Sigurd Vedal, 47, began his ‘Rich Meet Beautiful’ website in Scandinavia, launching a recruitment drive to expand the business in Belgium in 2018 with a promise to provide young when with a “Fifty Shades of Grey” experience, according to the Guardian.

Vedal placed billboards recruiting for the website near university campuses, causing the Université Libre de Bruxelles to complain.

“We presumed the existence of a sexual counterpart to the registration on this site,” a spokesman for the institution told the newspaper.

“The message is: ‘you’re young, you’re beautiful, go out with a sugar daddy!’ Everyone understands what it’s about,” they added.

In response, the Belgian authorities are now charging the CEO with violating anti-sexism laws, debauchery, and public incitement to debauchery.

Vedal’s lawyer Eric Cusas said Rich Meet Beautiful was not about sex, describing it as “a specialised site aimed at bringing certain people together with a nice physique and others who are well-off” and insisting that any perceived sexual element was “only in the eye of the observer”.

Some of the posters show a woman lying prone in her bra with her eyes closed and her mouth open, with a shirtless man bearing down on top of her from behind.

Vedal has also run poster campaigns in the United Kingdom, targeting universities including the City of London Law School, London School of Economics (LSE), and Kings College London in an attempt to recruit 100,000 users.

“It’s disgusting.

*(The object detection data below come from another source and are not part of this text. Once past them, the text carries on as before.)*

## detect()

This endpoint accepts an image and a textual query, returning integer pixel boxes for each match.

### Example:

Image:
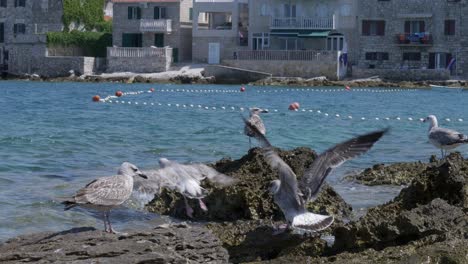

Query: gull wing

[299,128,388,201]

It should be illegal for these perverts to pray on youngsters like this,” a student at one of the universities told MailOnline.

“University is expensive, we all know that, and I’m in a massive amount of debt.

“But me and my friends would never turn to prostitution in order to reduce that, and these sorts of websites are tantamount to that — it’s exploitative and wrong,” she said.